City regroups on future plans for Tacoma Dome

On the heels of a failed bond measure asking Tacoma residents to pay for tens of millions of dollars in improvements to the Tacoma Dome, city staffers switched gears Tuesday and outlined a plan to borrow $2.6 million for short-term improvements designed to capture more revenue from sporting events and the booming intimate-setting concert industry.

“We have to maximize revenues and become more flexible,” said Mike Combs, director of public facilities, who outlined the new strategy yesterday during the city council study session. “The intent of this strategy is to keep the Tacoma Dome self-sufficient. If we do nothing, we will continue to drain our reserves, become a less viable option for promoters, agents, and artists, and become a burden to the general fund.”

The plan calls for borrowing money from the city’s general fund to purchase new turf with a price tag of $750,000, and spending $1.9 million to fit the Dome’s ceiling with a structure that would create a smaller, theater-style setting for concerts — shrinking the Dome from a 23,000-seat facility to a facility seating some 5,000 to 8,000 people.

A smaller Dome could mean bigger profits for the 23-year-old facility, said Dome officials. According to Rob Henson, deputy director for the Dome, the top 100 U.S. concert tours drew an average of 7,940 people.

“I get shut out of negotiations pretty early on because we’re simply too big,” said Henson. Concert promoters are turning to newer, smaller venues such as the Everett Events Center, White River Amphitheater, and the Paramount Theater in Seattle, said Henson.

Henson and Combs told councilmembers that a smaller concert setting could draw 12 additional shows per year and bring in more than $500,000 in additional revenue.

Additionally, new artificial turf would allow the Dome to secure a contract to host the state high school football championship through 2010, according to Combs. New turf could also help draw college football and soccer to the Dome.

Combs told councilmembers the loan would “allow us to rebuild reserves and start looking at short-term improvements as we can afford to do them.” Short-term improvements include a new marquee, audio system, and seating.
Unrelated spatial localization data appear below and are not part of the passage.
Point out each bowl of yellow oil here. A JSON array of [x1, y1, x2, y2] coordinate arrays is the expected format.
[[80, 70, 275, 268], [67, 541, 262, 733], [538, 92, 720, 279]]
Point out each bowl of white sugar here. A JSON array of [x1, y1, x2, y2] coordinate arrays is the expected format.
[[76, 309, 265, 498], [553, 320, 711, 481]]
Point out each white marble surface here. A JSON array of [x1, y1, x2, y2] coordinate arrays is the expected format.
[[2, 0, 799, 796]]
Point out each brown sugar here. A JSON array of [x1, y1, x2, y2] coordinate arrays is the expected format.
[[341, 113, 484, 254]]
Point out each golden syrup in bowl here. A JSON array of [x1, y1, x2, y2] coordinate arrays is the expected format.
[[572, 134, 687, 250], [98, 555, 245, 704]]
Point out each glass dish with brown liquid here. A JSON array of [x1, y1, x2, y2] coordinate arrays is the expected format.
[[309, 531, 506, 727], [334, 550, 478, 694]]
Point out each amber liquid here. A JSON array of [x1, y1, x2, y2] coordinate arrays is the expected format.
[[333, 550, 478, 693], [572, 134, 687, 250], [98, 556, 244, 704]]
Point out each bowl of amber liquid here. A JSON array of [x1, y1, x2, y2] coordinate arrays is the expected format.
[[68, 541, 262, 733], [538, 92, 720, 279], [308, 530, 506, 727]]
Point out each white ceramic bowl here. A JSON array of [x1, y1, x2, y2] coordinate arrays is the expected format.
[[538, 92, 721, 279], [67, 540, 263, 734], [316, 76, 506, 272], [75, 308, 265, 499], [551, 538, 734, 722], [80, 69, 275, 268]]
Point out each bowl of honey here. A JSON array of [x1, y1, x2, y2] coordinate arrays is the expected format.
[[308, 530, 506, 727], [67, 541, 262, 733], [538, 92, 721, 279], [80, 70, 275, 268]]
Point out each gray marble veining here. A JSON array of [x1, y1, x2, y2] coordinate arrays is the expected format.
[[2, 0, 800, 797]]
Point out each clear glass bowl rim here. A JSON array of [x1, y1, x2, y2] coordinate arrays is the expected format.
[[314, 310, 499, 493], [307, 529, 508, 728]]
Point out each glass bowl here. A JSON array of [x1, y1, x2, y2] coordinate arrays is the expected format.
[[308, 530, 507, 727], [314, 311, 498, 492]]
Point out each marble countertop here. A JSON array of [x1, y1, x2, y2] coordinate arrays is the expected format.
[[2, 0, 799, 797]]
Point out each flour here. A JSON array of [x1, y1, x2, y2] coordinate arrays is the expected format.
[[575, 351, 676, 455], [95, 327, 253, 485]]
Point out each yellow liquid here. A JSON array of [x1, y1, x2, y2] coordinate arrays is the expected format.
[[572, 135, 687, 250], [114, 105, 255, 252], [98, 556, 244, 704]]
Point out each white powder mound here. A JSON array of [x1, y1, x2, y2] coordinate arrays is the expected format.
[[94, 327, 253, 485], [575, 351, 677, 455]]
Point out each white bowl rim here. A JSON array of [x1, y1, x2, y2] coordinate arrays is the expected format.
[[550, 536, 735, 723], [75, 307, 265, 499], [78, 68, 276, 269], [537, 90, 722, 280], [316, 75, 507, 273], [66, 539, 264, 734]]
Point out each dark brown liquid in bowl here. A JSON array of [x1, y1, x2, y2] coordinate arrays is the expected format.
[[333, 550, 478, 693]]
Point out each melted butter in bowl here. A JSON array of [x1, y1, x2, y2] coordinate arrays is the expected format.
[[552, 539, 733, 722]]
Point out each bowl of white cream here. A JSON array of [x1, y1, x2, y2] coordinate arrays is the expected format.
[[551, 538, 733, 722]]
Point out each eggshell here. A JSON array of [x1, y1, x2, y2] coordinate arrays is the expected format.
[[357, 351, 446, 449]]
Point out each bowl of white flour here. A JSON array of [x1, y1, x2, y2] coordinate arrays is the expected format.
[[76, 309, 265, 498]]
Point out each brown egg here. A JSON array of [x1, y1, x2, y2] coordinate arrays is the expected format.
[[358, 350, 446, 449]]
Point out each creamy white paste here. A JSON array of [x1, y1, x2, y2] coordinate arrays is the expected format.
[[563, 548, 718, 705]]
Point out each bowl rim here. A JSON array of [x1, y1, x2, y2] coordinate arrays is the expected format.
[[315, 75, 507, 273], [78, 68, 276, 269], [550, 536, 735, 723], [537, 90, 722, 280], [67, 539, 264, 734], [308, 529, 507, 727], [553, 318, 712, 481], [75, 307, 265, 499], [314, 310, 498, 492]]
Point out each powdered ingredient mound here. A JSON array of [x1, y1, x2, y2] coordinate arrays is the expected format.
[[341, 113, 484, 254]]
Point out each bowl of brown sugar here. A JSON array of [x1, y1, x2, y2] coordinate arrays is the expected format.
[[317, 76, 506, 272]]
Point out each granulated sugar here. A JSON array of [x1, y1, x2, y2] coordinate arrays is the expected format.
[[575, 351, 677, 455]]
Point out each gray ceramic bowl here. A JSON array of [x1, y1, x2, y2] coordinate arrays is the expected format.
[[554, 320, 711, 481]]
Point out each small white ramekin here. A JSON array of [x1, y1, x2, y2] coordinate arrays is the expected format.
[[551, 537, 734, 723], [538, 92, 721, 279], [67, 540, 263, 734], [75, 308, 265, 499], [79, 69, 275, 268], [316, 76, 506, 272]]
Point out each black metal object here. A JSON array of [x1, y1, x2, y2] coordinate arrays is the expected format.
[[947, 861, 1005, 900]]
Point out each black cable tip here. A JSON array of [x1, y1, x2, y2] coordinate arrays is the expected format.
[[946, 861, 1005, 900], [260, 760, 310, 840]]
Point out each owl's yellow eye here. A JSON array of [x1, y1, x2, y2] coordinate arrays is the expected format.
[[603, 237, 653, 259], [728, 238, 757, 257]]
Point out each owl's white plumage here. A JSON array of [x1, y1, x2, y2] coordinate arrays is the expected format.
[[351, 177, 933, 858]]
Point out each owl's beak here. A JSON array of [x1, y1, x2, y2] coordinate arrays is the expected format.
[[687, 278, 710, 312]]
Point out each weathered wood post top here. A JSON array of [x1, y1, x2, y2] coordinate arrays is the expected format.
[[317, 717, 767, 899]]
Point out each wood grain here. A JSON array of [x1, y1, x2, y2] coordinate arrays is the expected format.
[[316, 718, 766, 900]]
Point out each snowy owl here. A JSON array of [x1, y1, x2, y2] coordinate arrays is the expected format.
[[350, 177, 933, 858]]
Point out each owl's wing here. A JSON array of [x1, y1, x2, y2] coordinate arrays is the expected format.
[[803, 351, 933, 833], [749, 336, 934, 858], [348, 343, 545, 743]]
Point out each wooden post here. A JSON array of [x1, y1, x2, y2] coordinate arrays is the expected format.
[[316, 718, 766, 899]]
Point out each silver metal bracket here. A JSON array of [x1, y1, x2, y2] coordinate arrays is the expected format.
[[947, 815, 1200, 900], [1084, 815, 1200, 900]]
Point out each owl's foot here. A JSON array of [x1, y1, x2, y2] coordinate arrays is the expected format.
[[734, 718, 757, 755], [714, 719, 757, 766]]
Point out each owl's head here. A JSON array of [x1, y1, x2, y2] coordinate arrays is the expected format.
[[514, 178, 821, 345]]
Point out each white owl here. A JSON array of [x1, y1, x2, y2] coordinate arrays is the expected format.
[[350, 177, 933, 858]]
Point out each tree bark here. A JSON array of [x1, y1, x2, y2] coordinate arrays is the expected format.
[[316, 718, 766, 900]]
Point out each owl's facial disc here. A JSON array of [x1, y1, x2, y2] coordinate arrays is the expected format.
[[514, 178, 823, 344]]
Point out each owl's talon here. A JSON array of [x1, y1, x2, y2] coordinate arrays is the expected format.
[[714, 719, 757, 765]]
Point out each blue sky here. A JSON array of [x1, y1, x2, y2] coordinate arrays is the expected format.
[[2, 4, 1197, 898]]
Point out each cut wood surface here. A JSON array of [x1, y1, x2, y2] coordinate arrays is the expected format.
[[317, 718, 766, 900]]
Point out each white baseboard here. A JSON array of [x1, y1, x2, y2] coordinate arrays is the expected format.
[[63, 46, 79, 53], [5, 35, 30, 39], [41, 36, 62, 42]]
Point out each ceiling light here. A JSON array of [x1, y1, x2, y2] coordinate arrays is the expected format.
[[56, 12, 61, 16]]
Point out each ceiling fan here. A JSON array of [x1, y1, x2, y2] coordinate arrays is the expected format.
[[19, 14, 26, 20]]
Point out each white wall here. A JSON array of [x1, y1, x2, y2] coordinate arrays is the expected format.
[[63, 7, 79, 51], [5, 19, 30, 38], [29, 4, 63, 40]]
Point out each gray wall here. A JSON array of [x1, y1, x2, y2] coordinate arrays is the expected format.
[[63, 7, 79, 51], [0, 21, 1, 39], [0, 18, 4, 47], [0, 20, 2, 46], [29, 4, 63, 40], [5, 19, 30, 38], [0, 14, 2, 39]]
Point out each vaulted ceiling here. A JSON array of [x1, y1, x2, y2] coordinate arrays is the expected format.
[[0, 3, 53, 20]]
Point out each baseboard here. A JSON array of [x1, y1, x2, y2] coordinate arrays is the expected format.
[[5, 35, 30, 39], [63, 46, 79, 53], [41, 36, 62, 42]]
Though most councilmembers generally supported the plan, questions were raised as to how Dome officials planned to pay back the $2.6 million loan over three years with expected additional revenues of $500,000 per year.

Combs commented that the Dome had a strong first quarter: through March, the Dome has earned $400,000 more than the first quarter of last year, and is banking on a strong fall season to help cover the shortfall.

Councilmember Julie Anderson asked how the Dome was able to trim costs from $45 million to $2.6 million yet still manage to offer improvements. “How did you get the same net effect for millions less?” asked Anderson.

Combs commented that the improvements are short-term, and don’t require structural changes to the Dome, which is where the “big dollars” came in.

Combs also commented that the opportunity to sell naming rights to the smaller concert theater deserves “a strong look” in order to help defer the costs. Similar arrangements exist at other cities throughout the U.S.

“There’s still a viable market to place a name on the facility,” said Combs.

Though the Dome doesn’t have a sports franchise, it’s located in a prime location near Interstate 5.

City Manager Eric Anderson reflected on the failed referenda that would have renewed bonds. In September, a $45 million bond measure received more than 60 percent support from voters, but did not receive enough overall voters in the election. In February, when the measure was presented to voters a second time, turnout was up, but the measure failed to receive 60 percent voter approval.

“I’ve taken that as a statement from citizens that public dollars are not appropriate and the Dome should be self-sufficient,” said Anderson. “This means the Dome needs to change its business plan.”